Abstract

Future connected vehicles will require high-performance communication technologies for advanced cooperative driving applications such as maneuvering and cooperative perception. mmWave communications can meet the bandwidth requirements of such applications, but the typically harsh propagation conditions of vehicular environments hinder the broad adoption of mmWave devices on cars. Reconfigurable intelligent surfaces (RISs) can help mitigate this problem by enabling the reflection of signals in a configurable direction. In turn, this can result in more stable non-line of sight (NLoS) links whenever a LoS path is not available. RISs have recently gained attention in the vehicular domain but, while providing benefits, they also introduce a lot of research challenges. To measure their effectiveness at scale, it is necessary to develop simulation tools that can reproduce their characteristics with high fidelity and federate them with existing cooperative driving simulation frameworks.
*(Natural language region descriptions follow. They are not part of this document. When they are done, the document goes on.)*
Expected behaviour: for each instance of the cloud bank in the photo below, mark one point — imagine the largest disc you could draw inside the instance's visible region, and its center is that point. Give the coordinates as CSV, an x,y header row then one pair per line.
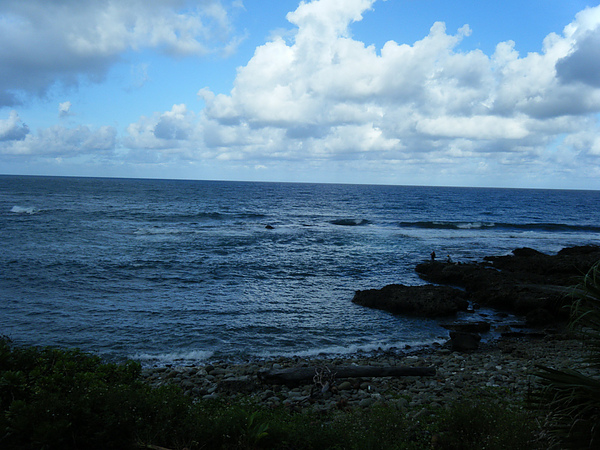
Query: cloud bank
x,y
43,42
320,99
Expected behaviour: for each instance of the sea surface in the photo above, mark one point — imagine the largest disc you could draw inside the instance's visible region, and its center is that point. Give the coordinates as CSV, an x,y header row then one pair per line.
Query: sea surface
x,y
181,272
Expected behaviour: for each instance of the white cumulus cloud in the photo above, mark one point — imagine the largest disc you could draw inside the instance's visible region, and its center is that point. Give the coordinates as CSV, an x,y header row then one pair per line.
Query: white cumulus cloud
x,y
44,41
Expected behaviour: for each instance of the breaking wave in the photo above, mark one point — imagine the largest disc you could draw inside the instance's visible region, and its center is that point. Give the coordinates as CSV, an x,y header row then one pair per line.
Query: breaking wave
x,y
350,222
24,210
550,227
173,357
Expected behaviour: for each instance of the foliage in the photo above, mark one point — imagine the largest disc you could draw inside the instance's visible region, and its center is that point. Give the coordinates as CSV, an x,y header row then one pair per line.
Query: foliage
x,y
479,423
55,399
571,399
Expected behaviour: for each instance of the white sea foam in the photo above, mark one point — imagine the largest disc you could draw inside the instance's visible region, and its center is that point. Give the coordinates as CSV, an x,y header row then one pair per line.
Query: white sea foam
x,y
172,357
24,210
349,350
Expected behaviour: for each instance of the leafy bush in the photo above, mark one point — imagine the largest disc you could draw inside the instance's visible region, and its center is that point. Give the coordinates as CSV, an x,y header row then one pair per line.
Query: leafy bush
x,y
52,398
571,399
55,399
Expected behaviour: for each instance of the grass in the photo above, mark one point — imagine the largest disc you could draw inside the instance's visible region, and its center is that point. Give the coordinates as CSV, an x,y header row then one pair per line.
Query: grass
x,y
56,399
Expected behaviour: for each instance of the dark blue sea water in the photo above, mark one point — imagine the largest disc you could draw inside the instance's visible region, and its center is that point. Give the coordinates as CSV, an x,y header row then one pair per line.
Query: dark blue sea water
x,y
184,271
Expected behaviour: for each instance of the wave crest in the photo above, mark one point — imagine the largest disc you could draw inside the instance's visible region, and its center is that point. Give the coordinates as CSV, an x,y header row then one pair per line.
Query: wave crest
x,y
24,210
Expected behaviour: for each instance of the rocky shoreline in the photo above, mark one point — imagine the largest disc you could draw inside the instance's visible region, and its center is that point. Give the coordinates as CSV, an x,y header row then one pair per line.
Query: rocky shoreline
x,y
528,283
507,364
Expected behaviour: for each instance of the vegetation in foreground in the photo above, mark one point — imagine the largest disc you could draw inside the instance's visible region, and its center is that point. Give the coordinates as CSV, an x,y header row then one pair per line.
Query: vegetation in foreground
x,y
56,399
570,399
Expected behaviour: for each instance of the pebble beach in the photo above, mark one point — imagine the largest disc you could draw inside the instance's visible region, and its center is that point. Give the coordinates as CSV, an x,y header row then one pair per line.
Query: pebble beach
x,y
507,364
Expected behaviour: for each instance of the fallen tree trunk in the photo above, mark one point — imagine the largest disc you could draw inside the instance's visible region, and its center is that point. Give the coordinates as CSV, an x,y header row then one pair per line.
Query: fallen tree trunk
x,y
300,374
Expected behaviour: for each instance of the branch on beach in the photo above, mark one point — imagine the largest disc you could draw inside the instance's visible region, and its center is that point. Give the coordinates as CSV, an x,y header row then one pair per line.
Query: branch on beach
x,y
307,374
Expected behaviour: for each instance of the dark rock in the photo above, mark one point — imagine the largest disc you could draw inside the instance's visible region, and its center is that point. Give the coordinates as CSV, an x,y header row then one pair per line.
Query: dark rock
x,y
464,342
523,282
242,384
428,301
468,327
539,318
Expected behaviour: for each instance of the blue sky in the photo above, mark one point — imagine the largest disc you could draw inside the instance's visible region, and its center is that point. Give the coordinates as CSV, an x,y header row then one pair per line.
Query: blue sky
x,y
425,92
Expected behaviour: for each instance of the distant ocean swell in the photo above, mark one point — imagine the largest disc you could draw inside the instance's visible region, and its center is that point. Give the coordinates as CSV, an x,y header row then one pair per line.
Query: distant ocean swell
x,y
550,227
204,217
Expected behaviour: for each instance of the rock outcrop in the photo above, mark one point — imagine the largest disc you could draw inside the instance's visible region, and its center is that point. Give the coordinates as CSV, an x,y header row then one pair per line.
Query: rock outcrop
x,y
527,282
427,301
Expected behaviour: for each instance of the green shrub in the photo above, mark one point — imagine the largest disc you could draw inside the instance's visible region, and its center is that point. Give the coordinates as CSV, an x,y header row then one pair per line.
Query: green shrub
x,y
571,399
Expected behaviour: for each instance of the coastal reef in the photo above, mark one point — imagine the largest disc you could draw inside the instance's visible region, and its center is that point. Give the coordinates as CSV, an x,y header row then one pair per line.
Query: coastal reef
x,y
527,283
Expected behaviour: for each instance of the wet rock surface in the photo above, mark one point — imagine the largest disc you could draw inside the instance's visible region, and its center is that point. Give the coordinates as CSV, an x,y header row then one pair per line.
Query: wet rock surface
x,y
507,364
527,282
427,301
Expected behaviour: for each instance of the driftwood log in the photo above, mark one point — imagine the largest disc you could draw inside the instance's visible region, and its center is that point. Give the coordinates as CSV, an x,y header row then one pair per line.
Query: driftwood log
x,y
308,374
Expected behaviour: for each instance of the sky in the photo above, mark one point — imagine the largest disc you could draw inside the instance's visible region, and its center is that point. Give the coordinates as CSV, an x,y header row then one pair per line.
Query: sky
x,y
402,92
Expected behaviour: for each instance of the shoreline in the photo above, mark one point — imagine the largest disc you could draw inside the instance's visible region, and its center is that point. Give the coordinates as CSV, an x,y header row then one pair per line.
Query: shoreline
x,y
506,365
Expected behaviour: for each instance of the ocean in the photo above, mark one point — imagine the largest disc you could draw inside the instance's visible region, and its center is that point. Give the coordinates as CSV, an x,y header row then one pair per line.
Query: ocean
x,y
184,272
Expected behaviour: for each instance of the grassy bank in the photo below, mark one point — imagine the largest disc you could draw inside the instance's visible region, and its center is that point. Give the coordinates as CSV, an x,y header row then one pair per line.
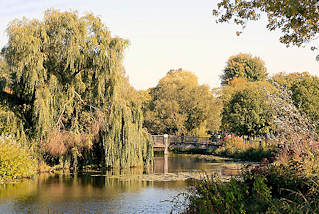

In this work we present CoopeRIS, an open-source simulation framework federated within the Plexe/Veins/SUMO ecosystem, capable of modeling and simulating RIS-based mmWave communications in a vehicular environment. We exploit CoopeRIS to perform an initial feasibility study, highlighting the challenges ahead and the performance RISs need to deliver in order to enable this type of communication. In addition we propose a method to combine multiple RIS configurations into a single one to enable multi-user service delivery, showing its performance via CoopeRIS. The insights we presents within this work show the potential of such simulation framework and thus how the community can build further research work on top if it.